Essa pergunta me faz lembrar que estou ficando velho. Comecei minha carreira em 1978, na Rádio Renascença, em Ribeirão Preto, no interior de São Paulo. Depois fui trabalhar em jornal. E, logo em seguida, fui para uma filiada da Globo, em Ribeiro Preto, que era, na época, TV Ribeirão. Faz tempo, em 1978! (diz, pausadamente, para depois cair na gargalhada).

Você sente falta de exercer um jornalismo mais opinativo, no qual pudesse expressar mais suas ideias, poder falar de um assunto de forma mais pessoal?
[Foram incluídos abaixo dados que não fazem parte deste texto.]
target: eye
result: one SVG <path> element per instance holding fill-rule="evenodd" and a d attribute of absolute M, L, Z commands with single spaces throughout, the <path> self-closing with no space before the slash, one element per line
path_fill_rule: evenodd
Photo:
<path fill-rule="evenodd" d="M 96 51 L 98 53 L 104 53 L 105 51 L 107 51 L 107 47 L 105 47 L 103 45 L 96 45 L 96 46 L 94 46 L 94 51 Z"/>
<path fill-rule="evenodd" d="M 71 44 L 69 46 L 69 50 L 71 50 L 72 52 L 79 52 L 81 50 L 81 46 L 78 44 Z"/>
Eu, como jornalista, não gosto de dar opinião. Sou um jornalista que não gosta de expressar meu ponto de vista. O que eu gosto é de descrever os fatos, com o máximo de isenção possível. Eu sei também que a isenção é uma meta a ser atingida. Nós temos as nossas ideologias, nossos preconceitos, nossos conceitos. Então, busco sempre essa isenção “ideal”. O que gosto é de descrever fatos. Se alguma vez tenho que dar opinião, fico incomodado. Eu sempre tento ver a maturidade do receptor da informação e não a formatação que eu vou dar. Prefiro que o receptor da informação, no caso o público, tenha uma abordagem crítica, que faça a crítica. Posso até identificar o jornalista que está dizendo isso, porque ele apurou ou porque tem uma ideologia. Mas prefiro que o público possa fazer esse lado crítico. Sou contrário aos que dizem “Virou jornalista para dar opinião”. O público tem maturidade para identificar as informações que passamos e tirar suas conclusões com base nelas.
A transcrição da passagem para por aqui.